PIANELLA. «A Pianella l’autovelox non viene usato per spillare soldi agli automobilisti, ma solo per prevenire l’alta velocità e tutelare gli utenti deboli della strada».Il capogruppo di maggioranza...

PIANELLA. «A Pianella l’autovelox non viene usato per spillare soldi agli automobilisti, ma solo per prevenire l’alta velocità e tutelare gli utenti deboli della strada».
Il capogruppo di maggioranza Luisa D’Amico replica al consigliere Gianni Filippone che nei giorni scorsi ha attaccato l’amministrazione comunale per aver aumentato per il 2017, da 100mila e 130mila euro, la previsione d’incasso con le multe. «Si tratta dell’ennesimo tentativo di mistificare la realtà», afferma D’Amico.
«È bene ribadire che gli autovelox, 4 in tutto, vengono posizionati con una periodicità di circa quattro giorni per mese nella postazione fissa permanente da oltre due anni. Sono noti a tutti e visibili. Gli apparecchi sono stati attivati in zone residenziali dove c’è maggior pericolo per l’incolumità delle persone, i veicoli viaggiavano anche al doppio della velocità consentita. L’auspicato effetto deterrente ha sortito ottimi risultati dato che la situazione è notevolmente migliorata».
Il capogruppo rimarca inoltre che il Comune ogni mese pubblicizza il calendario delle postazioni autovelox sul sito internet e sulla pagina Facebook dell’ente.
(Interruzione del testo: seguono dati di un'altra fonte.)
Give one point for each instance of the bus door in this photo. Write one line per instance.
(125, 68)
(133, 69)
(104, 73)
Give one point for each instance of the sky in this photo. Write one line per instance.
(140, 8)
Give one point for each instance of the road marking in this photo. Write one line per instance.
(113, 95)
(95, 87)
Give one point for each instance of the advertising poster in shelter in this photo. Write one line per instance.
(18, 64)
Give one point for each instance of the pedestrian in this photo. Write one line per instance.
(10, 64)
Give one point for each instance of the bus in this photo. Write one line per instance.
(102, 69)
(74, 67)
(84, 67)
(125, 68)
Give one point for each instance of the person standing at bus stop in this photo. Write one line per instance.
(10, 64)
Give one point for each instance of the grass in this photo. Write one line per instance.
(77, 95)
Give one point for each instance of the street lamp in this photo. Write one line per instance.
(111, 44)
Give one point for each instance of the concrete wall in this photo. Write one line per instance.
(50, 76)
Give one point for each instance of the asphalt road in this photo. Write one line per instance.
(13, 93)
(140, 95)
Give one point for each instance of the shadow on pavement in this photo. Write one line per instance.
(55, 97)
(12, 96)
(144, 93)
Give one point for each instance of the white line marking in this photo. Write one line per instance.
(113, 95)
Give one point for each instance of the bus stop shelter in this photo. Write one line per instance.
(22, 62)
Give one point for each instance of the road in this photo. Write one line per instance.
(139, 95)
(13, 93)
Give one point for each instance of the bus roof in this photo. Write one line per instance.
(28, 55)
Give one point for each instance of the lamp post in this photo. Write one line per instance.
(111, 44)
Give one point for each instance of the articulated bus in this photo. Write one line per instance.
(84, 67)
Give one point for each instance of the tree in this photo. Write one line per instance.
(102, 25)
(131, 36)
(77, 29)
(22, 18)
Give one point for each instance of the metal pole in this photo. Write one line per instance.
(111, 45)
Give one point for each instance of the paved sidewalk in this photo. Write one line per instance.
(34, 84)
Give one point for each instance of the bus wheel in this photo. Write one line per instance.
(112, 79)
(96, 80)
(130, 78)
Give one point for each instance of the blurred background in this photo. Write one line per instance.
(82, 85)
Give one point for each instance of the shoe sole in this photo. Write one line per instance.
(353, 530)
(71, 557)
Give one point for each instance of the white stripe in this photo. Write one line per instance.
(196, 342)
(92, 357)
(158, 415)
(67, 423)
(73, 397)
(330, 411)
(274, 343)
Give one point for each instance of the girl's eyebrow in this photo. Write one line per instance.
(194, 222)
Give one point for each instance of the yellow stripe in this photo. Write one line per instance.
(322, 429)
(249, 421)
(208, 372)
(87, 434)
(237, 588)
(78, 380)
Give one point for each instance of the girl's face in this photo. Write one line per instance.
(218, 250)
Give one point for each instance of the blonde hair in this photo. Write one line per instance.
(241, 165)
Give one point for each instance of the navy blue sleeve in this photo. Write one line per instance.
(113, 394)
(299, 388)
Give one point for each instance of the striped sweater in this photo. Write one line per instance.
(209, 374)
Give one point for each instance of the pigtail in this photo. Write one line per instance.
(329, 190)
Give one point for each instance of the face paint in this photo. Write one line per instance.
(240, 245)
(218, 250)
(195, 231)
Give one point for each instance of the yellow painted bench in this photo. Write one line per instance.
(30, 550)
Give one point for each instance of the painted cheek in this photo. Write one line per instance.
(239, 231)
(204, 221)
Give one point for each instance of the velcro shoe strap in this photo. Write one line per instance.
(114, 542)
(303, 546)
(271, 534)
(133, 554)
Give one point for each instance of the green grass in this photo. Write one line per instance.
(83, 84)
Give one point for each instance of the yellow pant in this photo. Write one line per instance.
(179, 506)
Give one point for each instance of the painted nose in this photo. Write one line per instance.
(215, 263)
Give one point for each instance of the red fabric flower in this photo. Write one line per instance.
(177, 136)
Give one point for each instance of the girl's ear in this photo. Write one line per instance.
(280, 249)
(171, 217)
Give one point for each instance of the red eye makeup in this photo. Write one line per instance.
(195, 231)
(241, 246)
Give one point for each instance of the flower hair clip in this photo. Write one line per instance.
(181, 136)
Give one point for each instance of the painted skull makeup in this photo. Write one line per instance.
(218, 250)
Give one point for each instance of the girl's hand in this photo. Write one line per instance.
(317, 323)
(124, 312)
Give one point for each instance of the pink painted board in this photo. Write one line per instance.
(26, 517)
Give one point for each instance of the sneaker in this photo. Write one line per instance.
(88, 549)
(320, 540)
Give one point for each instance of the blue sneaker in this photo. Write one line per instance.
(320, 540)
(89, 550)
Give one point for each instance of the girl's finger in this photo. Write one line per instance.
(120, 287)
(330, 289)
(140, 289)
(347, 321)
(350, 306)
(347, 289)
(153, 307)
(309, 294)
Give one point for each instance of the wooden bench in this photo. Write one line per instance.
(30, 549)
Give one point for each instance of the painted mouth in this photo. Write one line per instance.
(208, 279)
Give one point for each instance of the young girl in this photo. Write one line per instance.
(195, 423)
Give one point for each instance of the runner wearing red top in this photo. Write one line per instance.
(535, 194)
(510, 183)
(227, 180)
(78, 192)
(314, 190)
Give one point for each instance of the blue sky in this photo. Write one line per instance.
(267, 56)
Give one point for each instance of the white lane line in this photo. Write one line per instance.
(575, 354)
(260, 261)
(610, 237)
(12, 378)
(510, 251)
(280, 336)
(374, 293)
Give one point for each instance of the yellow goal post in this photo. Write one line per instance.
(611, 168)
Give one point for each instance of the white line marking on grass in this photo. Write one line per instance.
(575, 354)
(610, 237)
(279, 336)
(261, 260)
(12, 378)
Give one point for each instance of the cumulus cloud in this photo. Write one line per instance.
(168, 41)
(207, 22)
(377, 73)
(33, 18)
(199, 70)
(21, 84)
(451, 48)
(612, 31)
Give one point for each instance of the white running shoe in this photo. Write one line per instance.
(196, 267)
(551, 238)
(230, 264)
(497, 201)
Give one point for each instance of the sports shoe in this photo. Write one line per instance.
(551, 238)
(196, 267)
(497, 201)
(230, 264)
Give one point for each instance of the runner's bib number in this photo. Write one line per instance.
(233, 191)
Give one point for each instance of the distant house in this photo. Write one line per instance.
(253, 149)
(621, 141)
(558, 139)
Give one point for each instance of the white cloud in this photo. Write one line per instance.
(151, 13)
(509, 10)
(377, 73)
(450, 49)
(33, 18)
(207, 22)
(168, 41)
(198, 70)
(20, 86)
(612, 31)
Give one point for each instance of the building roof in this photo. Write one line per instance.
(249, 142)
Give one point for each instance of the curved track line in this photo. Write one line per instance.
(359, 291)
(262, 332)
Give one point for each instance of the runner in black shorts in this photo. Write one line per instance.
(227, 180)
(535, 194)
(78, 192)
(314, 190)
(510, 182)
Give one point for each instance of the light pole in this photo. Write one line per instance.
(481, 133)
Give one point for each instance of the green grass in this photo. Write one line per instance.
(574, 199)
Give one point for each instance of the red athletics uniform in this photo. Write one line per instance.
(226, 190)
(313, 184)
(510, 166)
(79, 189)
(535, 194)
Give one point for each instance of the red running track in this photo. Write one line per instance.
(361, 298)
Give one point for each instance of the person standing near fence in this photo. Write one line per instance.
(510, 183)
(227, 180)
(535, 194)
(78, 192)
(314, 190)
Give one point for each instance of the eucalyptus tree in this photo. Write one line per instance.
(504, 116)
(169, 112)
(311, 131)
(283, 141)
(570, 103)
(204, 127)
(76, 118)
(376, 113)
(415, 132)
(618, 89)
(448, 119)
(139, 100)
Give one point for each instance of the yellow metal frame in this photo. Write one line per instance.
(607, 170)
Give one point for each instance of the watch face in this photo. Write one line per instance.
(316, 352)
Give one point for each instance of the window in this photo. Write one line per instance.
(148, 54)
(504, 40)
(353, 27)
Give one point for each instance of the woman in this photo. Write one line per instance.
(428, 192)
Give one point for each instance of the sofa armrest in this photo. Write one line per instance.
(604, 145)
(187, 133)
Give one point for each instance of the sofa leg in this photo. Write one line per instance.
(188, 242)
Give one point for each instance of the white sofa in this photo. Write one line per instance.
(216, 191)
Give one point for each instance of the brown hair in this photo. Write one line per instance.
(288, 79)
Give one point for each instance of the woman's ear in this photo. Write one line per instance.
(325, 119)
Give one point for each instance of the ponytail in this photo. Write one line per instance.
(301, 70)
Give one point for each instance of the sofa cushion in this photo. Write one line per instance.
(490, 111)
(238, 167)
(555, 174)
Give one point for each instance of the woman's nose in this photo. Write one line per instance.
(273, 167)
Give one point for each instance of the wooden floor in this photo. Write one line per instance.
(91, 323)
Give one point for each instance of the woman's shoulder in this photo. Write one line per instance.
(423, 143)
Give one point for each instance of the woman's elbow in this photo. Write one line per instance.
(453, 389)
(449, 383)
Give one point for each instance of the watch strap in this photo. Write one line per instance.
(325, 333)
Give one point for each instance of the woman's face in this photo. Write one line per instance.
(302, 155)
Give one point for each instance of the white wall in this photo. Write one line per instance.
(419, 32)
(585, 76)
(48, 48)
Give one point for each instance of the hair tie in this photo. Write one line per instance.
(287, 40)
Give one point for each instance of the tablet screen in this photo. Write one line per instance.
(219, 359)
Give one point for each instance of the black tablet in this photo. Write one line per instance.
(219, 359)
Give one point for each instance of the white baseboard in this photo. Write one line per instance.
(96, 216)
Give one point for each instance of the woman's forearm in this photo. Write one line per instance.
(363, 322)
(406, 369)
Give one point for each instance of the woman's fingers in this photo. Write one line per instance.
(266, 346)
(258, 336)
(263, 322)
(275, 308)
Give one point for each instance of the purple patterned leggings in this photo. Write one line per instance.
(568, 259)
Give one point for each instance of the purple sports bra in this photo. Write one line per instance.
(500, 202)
Nei giorni dei controlli anti-velocità sul posto è sempre presente una pattuglia dei vigili. «In più, per migliorare ulteriormente il livello di sicurezza integrato con il nuovo sistema di videosorveglianza», conclude Luisa D’Amico, «abbiamo deciso di aderire alla richiesta proveniente dalla cittadinanza e attivare per l’estate 2017 controlli notturni, che hanno sì generato una previsione di maggiori entrate, ma anche di maggiori uscite. Ma questo presuppone una capacità di lettura del bilancio che evidentemente non si può esigere da Filippone. Se a ciò aggiungiamo che le sanzioni scattano quando si supera la soglia di tolleranza dei 55 km/h, e non applicando il personale codice della strada di Filippone, appare evidente come alcuni consiglieri di minoranza si adoperino in una poco onorevole attività che, nello strizzare l’occhio ai comportamenti sanzionati dal codice della strada, mette in pericolo l’incolumità di gran parte dei residenti. Soprattutto delle fasce più esposte come i bambini». (g.d.l.)